Before industrialization, drug trafficking in rural Guerrero concentrated mainly on production in remote rural areas controlled by organizations outside of the region. Newsworthy encounters were rare, often related to disputes between competing police agencies. “The state and federal police and military agencies had exclusive trade rights to patches of territory,” Kyle says. “When one of those agencies would buy opium from a town that was not within its turf, it would set off the other organizations in the area. But it really didn’t affect life in the town I worked in.”
By the late 2000s, however, violence was growing rapidly. Acapulco and the strip of resort towns stretching northwest to Ixtapa were emerging as a hot zone, fed largely by the flow of cocaine coming from South America through the coastal ports. “The opium and marijuana I was seeing in rural areas would feed into this, but cocaine was feeding the violence,” Kyle notes. “That was where all the money was.”
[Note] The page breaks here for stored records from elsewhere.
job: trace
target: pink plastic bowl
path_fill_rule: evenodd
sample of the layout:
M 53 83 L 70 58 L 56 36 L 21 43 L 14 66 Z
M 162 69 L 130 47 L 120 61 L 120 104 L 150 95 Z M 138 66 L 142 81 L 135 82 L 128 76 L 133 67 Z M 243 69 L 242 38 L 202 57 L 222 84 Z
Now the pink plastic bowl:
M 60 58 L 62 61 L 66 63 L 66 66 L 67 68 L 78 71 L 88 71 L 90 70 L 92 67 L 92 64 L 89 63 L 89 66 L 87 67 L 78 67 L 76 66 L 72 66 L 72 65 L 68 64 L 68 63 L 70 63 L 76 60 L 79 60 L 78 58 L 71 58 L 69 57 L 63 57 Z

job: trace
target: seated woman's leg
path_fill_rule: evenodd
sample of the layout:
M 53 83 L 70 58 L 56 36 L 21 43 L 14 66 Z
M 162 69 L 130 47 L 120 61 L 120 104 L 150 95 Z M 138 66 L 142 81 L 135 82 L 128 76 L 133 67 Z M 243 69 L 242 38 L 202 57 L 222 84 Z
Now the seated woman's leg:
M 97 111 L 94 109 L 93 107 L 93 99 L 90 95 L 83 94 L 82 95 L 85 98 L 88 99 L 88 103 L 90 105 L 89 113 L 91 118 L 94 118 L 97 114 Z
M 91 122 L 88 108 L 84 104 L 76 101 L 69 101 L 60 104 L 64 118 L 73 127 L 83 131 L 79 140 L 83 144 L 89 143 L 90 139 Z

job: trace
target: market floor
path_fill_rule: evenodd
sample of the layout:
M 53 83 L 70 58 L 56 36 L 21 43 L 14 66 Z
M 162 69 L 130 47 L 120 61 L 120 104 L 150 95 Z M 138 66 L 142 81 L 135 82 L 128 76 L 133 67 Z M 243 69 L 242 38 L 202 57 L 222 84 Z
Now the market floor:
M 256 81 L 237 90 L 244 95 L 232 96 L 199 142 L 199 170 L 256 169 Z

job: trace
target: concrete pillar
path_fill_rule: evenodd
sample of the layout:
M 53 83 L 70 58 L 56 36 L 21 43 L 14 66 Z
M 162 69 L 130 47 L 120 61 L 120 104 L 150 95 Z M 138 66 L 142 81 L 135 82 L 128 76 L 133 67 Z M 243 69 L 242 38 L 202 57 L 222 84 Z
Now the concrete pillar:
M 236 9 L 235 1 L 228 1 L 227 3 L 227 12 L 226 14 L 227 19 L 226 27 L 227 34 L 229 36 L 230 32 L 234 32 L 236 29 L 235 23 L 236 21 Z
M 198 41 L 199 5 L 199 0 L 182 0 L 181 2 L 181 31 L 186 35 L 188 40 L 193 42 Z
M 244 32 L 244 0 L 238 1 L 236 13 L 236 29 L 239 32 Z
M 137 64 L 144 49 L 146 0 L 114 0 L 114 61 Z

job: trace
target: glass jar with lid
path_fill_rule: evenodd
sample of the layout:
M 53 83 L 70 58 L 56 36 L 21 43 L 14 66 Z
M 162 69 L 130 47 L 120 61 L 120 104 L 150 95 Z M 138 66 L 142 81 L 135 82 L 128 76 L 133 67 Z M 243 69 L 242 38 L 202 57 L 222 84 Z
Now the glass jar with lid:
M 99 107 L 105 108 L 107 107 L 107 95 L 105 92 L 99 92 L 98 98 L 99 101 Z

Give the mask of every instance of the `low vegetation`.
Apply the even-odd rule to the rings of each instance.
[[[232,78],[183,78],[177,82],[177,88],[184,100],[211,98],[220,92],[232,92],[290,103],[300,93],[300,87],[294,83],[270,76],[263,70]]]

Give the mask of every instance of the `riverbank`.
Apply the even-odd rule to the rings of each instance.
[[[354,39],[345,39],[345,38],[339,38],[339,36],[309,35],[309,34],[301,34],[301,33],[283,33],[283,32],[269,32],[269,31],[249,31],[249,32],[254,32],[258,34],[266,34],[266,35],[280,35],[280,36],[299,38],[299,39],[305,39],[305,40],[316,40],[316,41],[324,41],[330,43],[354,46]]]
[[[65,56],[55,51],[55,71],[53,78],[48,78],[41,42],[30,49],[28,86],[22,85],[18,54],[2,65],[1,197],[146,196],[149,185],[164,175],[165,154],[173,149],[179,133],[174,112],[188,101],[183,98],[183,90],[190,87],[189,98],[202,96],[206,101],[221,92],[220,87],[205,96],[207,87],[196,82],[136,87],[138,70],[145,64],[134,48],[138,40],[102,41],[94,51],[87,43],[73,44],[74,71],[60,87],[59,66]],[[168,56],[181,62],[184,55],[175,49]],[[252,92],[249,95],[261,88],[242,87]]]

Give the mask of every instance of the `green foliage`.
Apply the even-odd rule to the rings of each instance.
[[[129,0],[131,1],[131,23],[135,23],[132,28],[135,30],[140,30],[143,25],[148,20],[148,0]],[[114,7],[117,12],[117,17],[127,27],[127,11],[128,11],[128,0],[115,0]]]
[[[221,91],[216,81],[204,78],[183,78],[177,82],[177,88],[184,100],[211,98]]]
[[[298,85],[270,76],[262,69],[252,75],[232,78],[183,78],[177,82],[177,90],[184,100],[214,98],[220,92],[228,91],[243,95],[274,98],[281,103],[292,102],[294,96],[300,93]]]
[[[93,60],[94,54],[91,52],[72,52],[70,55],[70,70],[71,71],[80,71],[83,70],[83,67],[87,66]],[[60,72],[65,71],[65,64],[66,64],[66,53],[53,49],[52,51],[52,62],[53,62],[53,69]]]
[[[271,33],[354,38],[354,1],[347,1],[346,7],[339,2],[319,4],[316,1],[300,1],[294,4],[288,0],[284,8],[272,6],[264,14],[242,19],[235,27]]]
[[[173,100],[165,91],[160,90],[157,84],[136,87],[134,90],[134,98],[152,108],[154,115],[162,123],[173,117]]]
An event in December 2008 highlighted the surge of drug-related violence. Twelve soldiers in Chilpancingo, Guerrero’s capital, disappeared and were later found dead in the middle of the city. It marked the beginning of a sharp escalation in violence locally and nationally as traffickers sought increasingly gruesome ways to eliminate current competitors and warn off potential ones.
As trafficking activity increased, kidnapping and extortion also proliferated. For some politicians, corruption and bribery emerged as a survival strategy as cartels sought to filter nearly $40 billion in drug revenues through local economies. “Traffickers will show up with a pile of money and say, ‘Here, take that.’ ‘What do you want in return?’ ‘We’ll get to that later,’” Kyle says. “And what they eventually want in return is advance warning of any kind of military action—and you can’t say no to these people. If you do, you’re dead.”
Bridging the Gap
The Mexican government struggles to create structures to address the rise in drug crime, Kyle says. In 2006, President Felipe de Jesús Calderón declared war on and “quite successfully decapitated many of these organizations,” Kyle says. “We really are down to about two that are intact, out of about six to start with.” However, violence has increased as lower-level players attempt to re-create the structures that have been destroyed, he explains. “Most of the violence involves efforts to consolidate control among themselves, but there’s a lot of collateral damage.”
As the country’s economic structure shifts—and along with it, the demands placed upon the judicial system—the Mexican government is hurrying to keep up. “Mexico is attempting to rebuild a judiciary from the ground up that is modeled after ours, with open court cases, attorneys, the presumption of innocence, and a lot of things that are not present in Mexican law,” Kyle says. The revamp, begun in 2008, includes a 10-year phase-in period, during which representatives from the United States and other countries are helping to retrain judges, lawyers, and peace officers in the new system, even as the drug war rages in the background.
“We’re in this window where the country is making the transition from pre-industrial to industrial,” Kyle says. “The institutions that would support an industrialized country are not quite strong enough to control the place, but the pre-industrial, agrarian society has broken down also. The political and judicial institutions required to sustain industrialization will develop as the country continues to develop. But it is a bloody process.”